Newsletter on the Amendment to the Regulation on the General Assembly Meetings of Joint Stock Companies
- Change in the Name of the Regulation
As per “Regulation Amending the Regulation on the Procedures and Principles of General Assembly Meetings of Joint Stock Companies and Representatives of Ministry of Customs and Trade to be Present at These Meetings” published in the Official Gazette dated 09.10.2020 and numbered 31269, “the Regulation on the Procedures and Principles of General Assembly Meetings of Joint Stock Companies and Representatives of Ministry of Customs and Trade to be Present at These Meetings” published in the Official Gazette dated 28.11.2012 and numbered 28481 (“Regulation”) has been amended.

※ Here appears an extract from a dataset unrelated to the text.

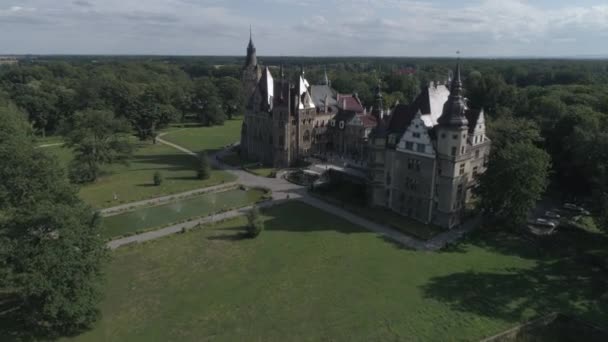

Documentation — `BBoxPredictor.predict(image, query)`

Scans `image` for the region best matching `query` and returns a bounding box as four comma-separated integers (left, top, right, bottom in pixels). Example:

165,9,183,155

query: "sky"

The name of the Regulation has been changed as “Regulation on the Procedures and Principles of General Assembly Meetings of Joint Stock Companies and Ministry Representatives to be Present at These Meetings”, and the significant changes made in the Regulation are as follows:
- Regulations Regarding the Companies with Sole Shareholder
Article 32 of the Regulation regulating “Mandatory Attendance of Ministry Representative” has been amended. With this amendment, the attendance of the Ministry representatives to the general assembly meetings of the joint stock companies with sole shareholder is no longer required. However, attendance requirement remained unchanged for the companies whose incorporation is subject to the permission of the Ministry of Trade .
Thus, the joint stock companies with sole shareholder that are not subject to the permission of the Ministry of Trade will be able to hold ordinary and extraordinary general assembly meetings without the attendance of the Ministry representative.
According to the amendment made to article 14 of the Regulation; composition of the presidency for the meeting (i.e. election of chairperson, vote collector and secretary) and preparation of list of attendees are no longer required for the joint stock companies with sole shareholder.
3.Regulations Regarding the Attendance to the Meeting
Paragraph 7 of Article 18 of the Regulation which regulates the “Right to Attend to the Meeting” was amended and the provision which enables shareholders to submit proxies without being notarized (i.e. a signed proxy document along with the notarized signature specimen) was removed from the Regulation.
Therefore, the proxies to be issued in Turkey for the representation of real and/or legal person shareholders at the general assembly meetings are required to be notarized. No changes have been made to the regulatory principles of proxies to be issued abroad.
4.Regulations Regarding the Procedure for Requesting a Ministry Representative and the Central Registration System
With the amendments to Article 35 of the Regulation titled “Requesting for a Ministry Representative”:
– Applications in relation to the attendance of a Ministry representative in the ordinary or extraordinary general assembly meetings called by the Board of Directors can be made not only physically but also electronically via MERSIS at least ten days before the meeting date.
– In the event that (i) the board of directors of a joint stock company does not exist or cannot convene due to absence of quorum and (ii) shareholder(s) requests for a meeting without a call to be held exclusively for the election of the members of the board of directors in accordance with Article 12 of the Regulation; the Ministry representative can also be appointed with a petition along with the notarized signatures of all the shareholders or their representatives.
With the amendment to Article 36 of the Regulation titled “Documents to be attached to the application in relation to the requesting for a Ministry representative”, the signature circular of those who signed the petition regarding the request of a Ministry representative have been removed from the documents required for the application.